Dijo que le gustaría ser dictador por un día y se está comportando conforme a esa aspiración. En su primera semana en la Casa Blanca, Donald Trump ha mostrado que se dispone a desafiar desde la presidencia todos los contrapesos institucionales, sociales y económicos de Estados Unidos para llevar adelante un programa que, de concretarse, cambiará por completo ese país y su relación con el mundo. Trump ha firmado al menos medio centenar de decretos presidenciales en los primeros cinco días desde que tomó posesión el día 20 anunciando que comenzaba “la nueva edad de oro de América”. Es aproximadamente una cuarta parte de los que firmó en todo su primer mandato.
Prácticamente cada una de ellas plantea un desafío. Así, bajo el orwelliano eslogan de “recuperar el sentido común” y “proteger los derechos civiles”, ha anulado todos los programas de diversidad e inclusión en la contratación de la Administración federal. Miles de empleados se han encontrado de un día para otro sin saber qué va a ser de ellos. Que el Gobierno elimine esos programas afecta también a empresas que contratan con él.

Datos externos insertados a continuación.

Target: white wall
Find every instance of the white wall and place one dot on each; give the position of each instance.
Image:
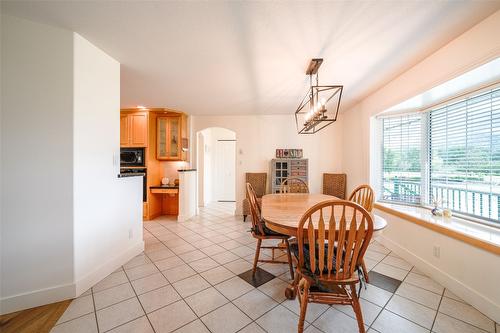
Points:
(65, 215)
(106, 211)
(37, 163)
(259, 136)
(210, 169)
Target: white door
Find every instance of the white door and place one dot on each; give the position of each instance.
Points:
(225, 170)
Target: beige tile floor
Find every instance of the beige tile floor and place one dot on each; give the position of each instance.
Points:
(186, 281)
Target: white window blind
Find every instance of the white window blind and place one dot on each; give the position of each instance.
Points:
(401, 160)
(464, 155)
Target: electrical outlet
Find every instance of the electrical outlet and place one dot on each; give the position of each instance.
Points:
(437, 251)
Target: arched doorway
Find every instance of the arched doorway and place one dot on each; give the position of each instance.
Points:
(216, 163)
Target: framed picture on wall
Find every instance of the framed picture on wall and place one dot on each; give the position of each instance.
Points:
(289, 153)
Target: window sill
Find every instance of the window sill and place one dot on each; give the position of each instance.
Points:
(481, 236)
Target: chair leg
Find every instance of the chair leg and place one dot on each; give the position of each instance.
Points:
(357, 309)
(289, 255)
(257, 253)
(304, 296)
(365, 271)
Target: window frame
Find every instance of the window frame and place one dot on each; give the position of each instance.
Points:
(425, 154)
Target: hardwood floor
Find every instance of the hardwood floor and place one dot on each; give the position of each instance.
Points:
(35, 320)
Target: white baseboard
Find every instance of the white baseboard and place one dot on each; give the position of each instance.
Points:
(36, 298)
(83, 284)
(68, 291)
(465, 292)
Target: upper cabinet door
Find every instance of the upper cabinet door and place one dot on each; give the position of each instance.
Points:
(168, 139)
(139, 129)
(124, 130)
(175, 138)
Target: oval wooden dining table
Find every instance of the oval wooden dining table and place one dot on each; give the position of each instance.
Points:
(282, 213)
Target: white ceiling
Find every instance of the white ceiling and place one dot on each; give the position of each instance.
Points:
(250, 57)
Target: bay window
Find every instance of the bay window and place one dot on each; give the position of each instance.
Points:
(449, 154)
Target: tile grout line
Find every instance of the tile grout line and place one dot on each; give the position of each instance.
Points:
(437, 311)
(95, 310)
(138, 300)
(231, 301)
(182, 297)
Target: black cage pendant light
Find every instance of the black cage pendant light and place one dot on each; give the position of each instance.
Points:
(320, 107)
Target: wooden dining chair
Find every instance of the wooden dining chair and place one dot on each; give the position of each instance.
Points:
(335, 184)
(260, 232)
(294, 185)
(332, 237)
(364, 196)
(259, 183)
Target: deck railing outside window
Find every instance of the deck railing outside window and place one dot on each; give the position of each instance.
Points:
(449, 154)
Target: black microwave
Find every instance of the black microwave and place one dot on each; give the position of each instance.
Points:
(132, 157)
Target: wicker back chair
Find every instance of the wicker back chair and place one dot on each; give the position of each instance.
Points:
(258, 180)
(364, 196)
(332, 237)
(260, 232)
(294, 185)
(335, 184)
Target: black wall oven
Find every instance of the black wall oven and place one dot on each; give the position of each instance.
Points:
(132, 157)
(144, 179)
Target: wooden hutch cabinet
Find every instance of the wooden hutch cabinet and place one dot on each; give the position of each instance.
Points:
(134, 129)
(169, 137)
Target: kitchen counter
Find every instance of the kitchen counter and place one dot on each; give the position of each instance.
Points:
(129, 174)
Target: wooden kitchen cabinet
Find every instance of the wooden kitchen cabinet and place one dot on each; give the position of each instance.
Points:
(134, 129)
(169, 137)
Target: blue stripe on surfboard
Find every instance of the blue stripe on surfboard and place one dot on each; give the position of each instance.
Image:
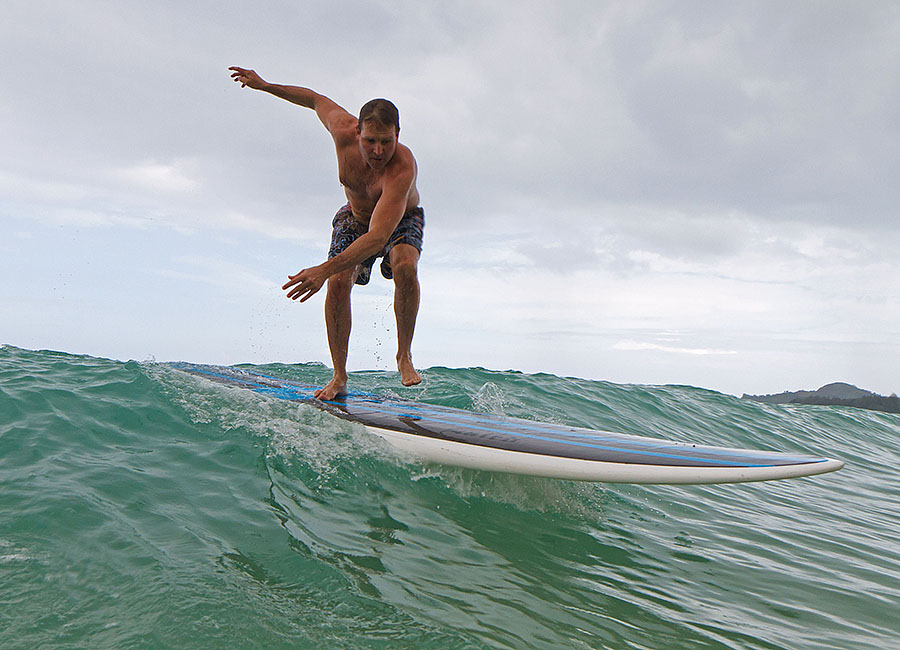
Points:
(286, 389)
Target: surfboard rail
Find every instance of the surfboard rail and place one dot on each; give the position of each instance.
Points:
(441, 434)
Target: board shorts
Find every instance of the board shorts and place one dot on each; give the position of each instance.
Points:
(346, 230)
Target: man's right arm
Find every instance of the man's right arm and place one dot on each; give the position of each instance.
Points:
(329, 113)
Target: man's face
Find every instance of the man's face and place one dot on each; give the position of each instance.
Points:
(377, 144)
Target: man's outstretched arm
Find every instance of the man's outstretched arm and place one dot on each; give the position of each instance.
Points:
(328, 111)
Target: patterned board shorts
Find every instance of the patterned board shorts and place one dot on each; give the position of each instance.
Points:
(346, 230)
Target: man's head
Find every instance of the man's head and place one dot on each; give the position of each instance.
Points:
(380, 112)
(377, 131)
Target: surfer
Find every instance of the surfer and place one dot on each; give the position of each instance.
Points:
(382, 218)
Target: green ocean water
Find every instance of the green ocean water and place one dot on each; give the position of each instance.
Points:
(144, 508)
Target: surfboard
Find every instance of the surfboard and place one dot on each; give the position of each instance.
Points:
(452, 436)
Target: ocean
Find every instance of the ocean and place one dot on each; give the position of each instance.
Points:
(141, 507)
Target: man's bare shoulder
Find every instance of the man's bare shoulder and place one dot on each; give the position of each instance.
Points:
(403, 160)
(343, 128)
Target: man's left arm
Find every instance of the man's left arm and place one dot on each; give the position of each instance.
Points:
(385, 218)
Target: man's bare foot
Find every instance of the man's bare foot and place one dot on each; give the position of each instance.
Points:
(332, 389)
(408, 374)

El mensaje sobre el respeto a las minorías es demoledor. A partir de ahora, la Casa Blanca solo reconoce dos géneros, el masculino y el femenino, y se declara cínicamente impartial en la promoción de las minorías étnicas, ignorando el racismo estructural del país. Además, como en su primer mandato, ha cerrado la internet en español de la Casa Blanca pese a que más de 62,5 millones de estadounidenses (el 19 % de la población) son de origen hispano y más de 40 millones utiliza el castellano de forma habitual.
Esta clase de acciones no dinamizan nada. Todo lo contrario. La Administración federal se encuentra en un estado de ansiedad en el que no se atreve a contratar o adjudicar nada, igual que ocurre en el ámbito diplomático o el de los negocios. No es reforma, sino caos. El desafío más evidente es de rango constitucional. Trump ha dictado que se acabe con el derecho constitucional de ciudadanía por nacimiento, una medida que, aplicada al extremo, convertiría en apátridas a los hijos de los inmigrantes en situación irregular. Es una tropelía tan obvia que un juez ha paralizado ya su aplicación instantánea. Pero Trump parece estar buscando justamente esa pelea. Su apuesta es un Tribunal Supremo en el que hay tres magistrados nombrados por él, más otros dos ultraconservadores, dispuestos a dar una oportunidad a las concepts más radicales del mandatario republicano. Y en ocasiones, a validarlas contra sus propios precedentes, como en el caso de la protección del derecho al aborto.
El poder ejecutivo en EE UU, un país federal, es más débil que el Legislativo o el Judicial en cuanto a su capacidad de cambiar la vida de los ciudadanos. Lo que firma el presidente solo afecta a la Administración central. Pero en ese ámbito está la política de inmigración. Trump ha eliminado el protocolo aprobado por Biden con el que se gestionaba la entrada de demandantes de asilo y el reasentamiento de refugiados. Miles de personas que ya habían superado los trámites legales han visto desaparecer su única esperanza de escapar de la miseria o la violencia.
Con todo, es importante recordar que Donald Trump no tiene las facultades de un dictador. Su poder está limitado por el Congreso, la Justicia, los Estados y las autoridades locales, la Constitución y el entramado industrial y económico. También por la sociedad civil. El desafío a todos ellos está sobre la mesa. Al menos la mitad del país, que no votó por este desvarío, espera su respuesta.